J. S. Bach
The French Suites
Keith Jarrett harpsichord
Recorded September 1991, Cavelight Studio, New Jersey
Engineer: Peter Laenger
Produced by Manfred Eicher
Johann Sebastian Bach composed his so-called French Suites between 1722 and 1725 while still Kappelmeister to Prince Leopold. Although the title was a later addition and has nothing to do with its content (it is, if anything, Italian in form and convention), it does lend the collection a certain categorical charm. The first three suites are in minor keys, while the latter three are in major, leaving an invisible division to be drawn at their center. This does, in effect, create an open circle toward which one may bend an attentive ear at any point and still feel immersed in the suites’ totality.
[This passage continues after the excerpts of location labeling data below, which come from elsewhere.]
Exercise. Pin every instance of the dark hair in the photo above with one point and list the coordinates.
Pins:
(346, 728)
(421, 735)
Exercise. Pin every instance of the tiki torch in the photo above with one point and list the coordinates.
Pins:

As with his other Bach recordings for ECM, Keith Jarrett shows himself to be more than comfortable at the harpsichord, threading as he does a distinctive legato pacing into that instrument’s penchant for separation. In Jarrett’s hands, the music generally hovers in mid-tempo. He arpeggiates chords beautifully (note, for example, the Courante of Suite No. 1), approaches the more courtly dances (Allemande of Suite No. 2) with explicit grace, and puts plenty of meat on the bones of his trills (Gigue of Suite No. 1, Menuet of Suite No. 3). He also elicits a strikingly rich tone from the instrument’s middle range (Allemandes of Suite Nos. 2 and 3; Polonaise of Suite No. 6), and in others cultivates a gorgeously voluminous sound (Courante of Suite No. 2). Not surprisingly, Jarrett excels in the faster movements, and nowhere more so than in the Gigues (especially those of Suites Nos. 2, 3, and 4), yet the slower movements also convey a great humility. This isn’t merely because of his astounding virtuosity, but also because of his ability to expand the space in which he operates and because ECM highlights this expansion accordingly through attentive recording. Suite No. 4, with its touching Sarabande and luscious Air, provides some of the most varied atmospheres within any one suite. Suite No. 5 is another rich bouquet, its Allemande perhaps the most exquisite moment of the entire set. The Courante is wonderfully syncopated, while the Gavotte delights with its circuitous melody. The Gigue here is one of the album’s brightest highlights, combining a range of techniques in a spirited display of Shepard scale-like denouement. The Courante of Suite No. 6 flies off Jarrett’s fingers with ease, and the stately Gigue of the same brings everything to a masterfully contrapuntal conclusion.
On the whole, Jarrett performs splendidly. His technique is consistent, impassioned, and stripped to its essentials. These works may abound with courtly flair, but they also break from any of the restrictions that the circumstances of their composition might imply into moments of sheer enchantment. These suites are emotional endeavors through and through, and though they may not always be as consistently enthralling as some of Bach’s “heavier” works for keyboard, they duly remind us that it is never simply the artist’s responsibility to render such music captivating, but also ours as listeners to realize that not all music has to be in order to work its way into our hearts.